University of Wyoming news release:
To execute its plan for the fall 2020 semester, the University of Wyoming has made adjustments related to the delivery method for some courses and reduction of density in classrooms.
As indicated in the “Return to Campus” plan approved by the UW Board of Trustees, the university is moving certain large lecture course sections to be delivered completely online. Students are being notified of these changes via their UW email accounts.
While more than 800 courses have moved to fully online delivery this fall, 65 percent of UW’s courses — more than 2,000 — currently have in-person components. The 35 percent of courses currently scheduled to be delivered completely online is up from the historical figure of 15 percent, primarily due to physical distancing requirements stemming from the COVID-19 pandemic.
“We knew there would be a higher percentage of online-only courses than usual this fall, but we’re pleased that our students will still have mostly in-person opportunities. We have given priority to first-time students, as well as seniors and graduate students, in preserving these in-person experiences,” says Kyle Moore, associate vice provost for enrollment management. “At the same time, because of the increased number of courses offered online, students who aren’t comfortable being on campus should have plenty of opportunity to continue progressing toward their degrees.”
Additionally, the university has been working on assigning new room capacities to classrooms to accommodate social distancing requirements.
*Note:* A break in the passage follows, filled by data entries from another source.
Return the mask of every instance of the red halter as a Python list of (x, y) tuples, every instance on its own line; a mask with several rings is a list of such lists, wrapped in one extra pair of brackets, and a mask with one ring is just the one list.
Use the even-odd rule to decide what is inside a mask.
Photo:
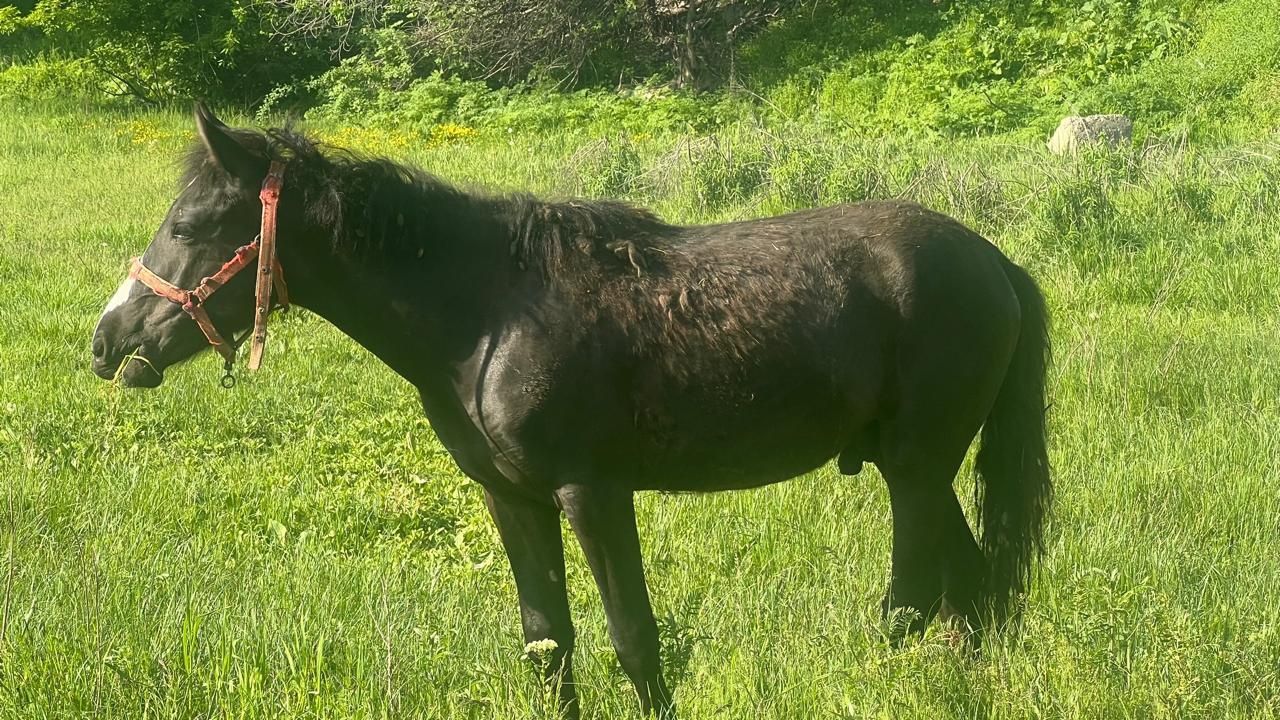
[(239, 342), (229, 343), (223, 340), (218, 328), (214, 327), (214, 322), (209, 319), (209, 313), (205, 311), (205, 302), (218, 288), (236, 277), (236, 273), (247, 268), (253, 261), (253, 258), (257, 258), (253, 334), (248, 350), (248, 369), (257, 370), (262, 365), (262, 348), (266, 346), (266, 314), (271, 309), (273, 286), (275, 287), (275, 296), (280, 302), (280, 307), (287, 309), (289, 306), (289, 288), (284, 284), (284, 270), (280, 268), (280, 261), (275, 258), (275, 209), (280, 201), (280, 187), (283, 184), (284, 161), (271, 160), (271, 168), (262, 181), (261, 192), (259, 192), (259, 199), (262, 201), (261, 233), (253, 238), (253, 242), (237, 249), (236, 255), (230, 260), (223, 263), (223, 266), (216, 273), (202, 278), (195, 290), (182, 290), (152, 273), (142, 264), (141, 258), (134, 258), (133, 265), (129, 268), (131, 278), (151, 288), (151, 292), (160, 297), (180, 305), (191, 315), (191, 319), (200, 325), (200, 331), (205, 333), (209, 345), (212, 345), (214, 350), (225, 360), (227, 374), (223, 375), (223, 387), (236, 384), (236, 378), (232, 375), (232, 366), (236, 364), (236, 350), (239, 347)]

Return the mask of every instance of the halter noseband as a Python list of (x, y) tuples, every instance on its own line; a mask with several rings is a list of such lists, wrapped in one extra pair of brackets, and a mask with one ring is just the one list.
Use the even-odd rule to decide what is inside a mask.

These new seating capacities will allow for 6 feet of spacing for students and instructors. The reduced density will mean the experience for face-to-face classes this fall will include practices such as students rotating between spending time in the classroom and engaging in the course virtually on other days.
“Each instructor is building this rotation appropriate to their course needs and the number of students in the course,” says Steve Barrett, associate vice provost for undergraduate education.
Students will continue to have access to advising, tutoring and other services in both in-person and online formats.
“These services will be available for all students, no matter their preferred mode,” Barrett says. “Because of the unusual circumstances we’re in now, our approach is to provide maximum flexibility for everyone.”
Students are encouraged to log in to their WyoRecords accounts to learn how their schedules may be affected by these changes.